Sure, I do contracting work for the military.
There are hundreds of millions of secrets kept every day with hundreds of thousands of people keeping their mouths shut.
Leaking is exceedingly rare.
You have not provided any evidence or examples, just a “trust me”, which is essentially worthless. Also, there is a difference between a secret and a conspiracy. Secrets can survive for a long time, whereas history suggests that conspiracies rarely, if ever, succeed long term.
Well, you know that the military has a lot of secret stuff you know nothing about right? Let’s use Area 51 as an example.
Leaks like Snowden or Manning are a drop in the bucket compared to the total amount of secrets that were not leaked.
As far as examples of successfully kept secrets, I can’t give those, because I’m in on it.

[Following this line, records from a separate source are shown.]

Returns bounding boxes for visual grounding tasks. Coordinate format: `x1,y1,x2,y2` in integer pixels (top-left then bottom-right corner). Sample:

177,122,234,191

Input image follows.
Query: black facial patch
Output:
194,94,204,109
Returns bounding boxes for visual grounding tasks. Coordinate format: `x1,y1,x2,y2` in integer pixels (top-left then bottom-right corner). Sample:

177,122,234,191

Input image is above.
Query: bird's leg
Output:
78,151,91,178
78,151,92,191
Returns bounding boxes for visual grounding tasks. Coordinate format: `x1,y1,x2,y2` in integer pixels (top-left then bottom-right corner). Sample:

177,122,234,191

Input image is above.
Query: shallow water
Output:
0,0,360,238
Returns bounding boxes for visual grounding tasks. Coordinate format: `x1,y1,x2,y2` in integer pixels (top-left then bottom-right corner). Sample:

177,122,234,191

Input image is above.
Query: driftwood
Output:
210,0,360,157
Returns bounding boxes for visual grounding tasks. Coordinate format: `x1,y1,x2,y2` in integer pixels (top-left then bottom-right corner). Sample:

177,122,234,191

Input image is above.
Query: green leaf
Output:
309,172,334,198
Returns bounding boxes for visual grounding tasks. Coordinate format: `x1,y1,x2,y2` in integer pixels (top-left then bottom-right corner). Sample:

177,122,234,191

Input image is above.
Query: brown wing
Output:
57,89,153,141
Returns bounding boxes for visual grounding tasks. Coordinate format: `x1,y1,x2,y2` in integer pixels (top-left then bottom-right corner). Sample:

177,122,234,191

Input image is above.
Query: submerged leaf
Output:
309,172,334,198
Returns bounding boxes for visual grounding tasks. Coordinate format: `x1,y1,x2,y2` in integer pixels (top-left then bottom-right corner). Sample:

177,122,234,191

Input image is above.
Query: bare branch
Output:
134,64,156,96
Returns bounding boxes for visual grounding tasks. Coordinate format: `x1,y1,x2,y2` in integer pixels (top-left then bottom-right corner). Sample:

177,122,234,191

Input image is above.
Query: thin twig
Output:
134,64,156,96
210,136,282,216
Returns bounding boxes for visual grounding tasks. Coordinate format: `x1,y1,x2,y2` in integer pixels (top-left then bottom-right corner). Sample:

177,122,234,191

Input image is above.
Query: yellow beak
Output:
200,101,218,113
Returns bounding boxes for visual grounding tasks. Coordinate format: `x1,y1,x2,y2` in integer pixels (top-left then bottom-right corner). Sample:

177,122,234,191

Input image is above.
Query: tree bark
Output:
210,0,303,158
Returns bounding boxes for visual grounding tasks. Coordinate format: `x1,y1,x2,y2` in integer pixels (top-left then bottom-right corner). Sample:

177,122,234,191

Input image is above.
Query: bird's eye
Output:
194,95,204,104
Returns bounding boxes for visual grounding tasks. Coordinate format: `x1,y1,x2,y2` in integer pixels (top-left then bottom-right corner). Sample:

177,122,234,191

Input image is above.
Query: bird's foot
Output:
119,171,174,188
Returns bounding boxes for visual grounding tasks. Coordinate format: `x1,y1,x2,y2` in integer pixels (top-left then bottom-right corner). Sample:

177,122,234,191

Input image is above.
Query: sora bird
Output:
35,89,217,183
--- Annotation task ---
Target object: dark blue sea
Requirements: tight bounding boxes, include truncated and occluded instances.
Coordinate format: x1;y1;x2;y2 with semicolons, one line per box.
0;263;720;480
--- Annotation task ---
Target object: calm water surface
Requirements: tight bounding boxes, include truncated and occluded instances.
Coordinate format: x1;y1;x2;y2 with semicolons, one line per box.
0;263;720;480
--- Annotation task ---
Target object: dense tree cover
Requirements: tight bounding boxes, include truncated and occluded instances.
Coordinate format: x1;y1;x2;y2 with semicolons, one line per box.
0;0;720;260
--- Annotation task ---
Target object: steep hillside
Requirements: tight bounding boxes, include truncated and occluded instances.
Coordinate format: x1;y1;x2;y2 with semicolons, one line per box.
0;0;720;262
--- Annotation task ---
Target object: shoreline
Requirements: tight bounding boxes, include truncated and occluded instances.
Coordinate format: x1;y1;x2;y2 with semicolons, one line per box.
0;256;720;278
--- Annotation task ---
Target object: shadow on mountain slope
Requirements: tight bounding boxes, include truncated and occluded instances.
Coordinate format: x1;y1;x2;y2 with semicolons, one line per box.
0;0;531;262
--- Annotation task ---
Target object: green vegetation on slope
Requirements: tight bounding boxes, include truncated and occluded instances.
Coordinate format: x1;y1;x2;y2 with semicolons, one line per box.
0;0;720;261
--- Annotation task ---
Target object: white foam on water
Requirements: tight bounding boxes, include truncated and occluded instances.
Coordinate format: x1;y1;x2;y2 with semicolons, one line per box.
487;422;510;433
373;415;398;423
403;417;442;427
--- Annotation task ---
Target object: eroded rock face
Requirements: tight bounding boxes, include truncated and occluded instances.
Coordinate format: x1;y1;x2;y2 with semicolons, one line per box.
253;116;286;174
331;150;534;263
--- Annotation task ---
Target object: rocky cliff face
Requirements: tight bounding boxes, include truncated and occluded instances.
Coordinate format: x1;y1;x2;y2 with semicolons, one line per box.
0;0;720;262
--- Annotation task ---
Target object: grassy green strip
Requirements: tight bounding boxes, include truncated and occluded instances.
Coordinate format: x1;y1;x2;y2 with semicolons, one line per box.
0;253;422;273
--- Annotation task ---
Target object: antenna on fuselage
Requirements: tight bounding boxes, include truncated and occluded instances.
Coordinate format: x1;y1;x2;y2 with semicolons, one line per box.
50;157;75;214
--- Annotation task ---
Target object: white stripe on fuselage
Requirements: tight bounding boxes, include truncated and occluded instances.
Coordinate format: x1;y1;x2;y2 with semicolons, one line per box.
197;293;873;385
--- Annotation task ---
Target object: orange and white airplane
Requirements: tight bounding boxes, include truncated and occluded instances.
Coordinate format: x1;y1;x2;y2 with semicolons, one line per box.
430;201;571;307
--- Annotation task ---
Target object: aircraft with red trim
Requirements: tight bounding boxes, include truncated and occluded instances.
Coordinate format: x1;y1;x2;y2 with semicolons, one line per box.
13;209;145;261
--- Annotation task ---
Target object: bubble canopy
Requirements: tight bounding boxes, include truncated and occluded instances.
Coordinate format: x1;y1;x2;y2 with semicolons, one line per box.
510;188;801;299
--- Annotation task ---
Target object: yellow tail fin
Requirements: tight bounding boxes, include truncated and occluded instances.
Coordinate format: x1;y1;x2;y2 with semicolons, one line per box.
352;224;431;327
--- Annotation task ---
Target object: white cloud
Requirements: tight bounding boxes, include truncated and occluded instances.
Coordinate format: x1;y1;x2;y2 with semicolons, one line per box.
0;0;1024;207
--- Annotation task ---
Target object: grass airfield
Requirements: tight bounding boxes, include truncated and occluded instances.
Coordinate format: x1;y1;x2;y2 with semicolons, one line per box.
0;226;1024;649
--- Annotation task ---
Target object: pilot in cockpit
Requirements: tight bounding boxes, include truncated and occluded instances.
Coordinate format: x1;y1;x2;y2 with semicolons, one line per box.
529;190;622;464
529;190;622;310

All a conspiracy is, is a group of people keeping a secret.
As far as conspiracies not being successful long term, history tells us no such thing. Conspiracies with tons of people are successfully kept every single day, only to be discovered decades later when something is declassified for example.
You can never prove if a conspiracy to keep a secret is not successful if you never knew it existed.
Oh absolutely.
My point was strictly the assumption that many people can’t keep secrets.
Depending on ideology, reprisals, or personal ethics (good and bad), secrets can be kept by a startlingly large group of people.
I’ve seen estimates as high as 10% of the population of east Germany were spying on their neighbors.
I agree. Humans like sharing things, even if they shouldn't. We're bad at keeping secrets. I was just making the point that your claim of leaks in the military isn't necessarily comparable to a leak about a company. You do have a point about the large numbers of service members - that would raise the chances of something happening.
They are indeed different. But if they were compromised, it doesn't mean that all employees there know. It would probably be a handful of engineers only. Maybe one day one of them will make a blog post with all the details, however, there are more incentives to keep their mouths shut than otherwise. If they come publicly about this, they will get a lot of unwanted exposure (which most people don't like), they will certainly lose their jobs, they will have to talk about that in every job interview they do, they will likely get sued due to NDA breaches, etc which will actually prevent them from being hireable in many places (specially security firms). So, it's much easier for these people, if they morally object this, to just quit, find another job and move on. They'll likely tell their friends and family not to use lastpass, but that will only travel so far.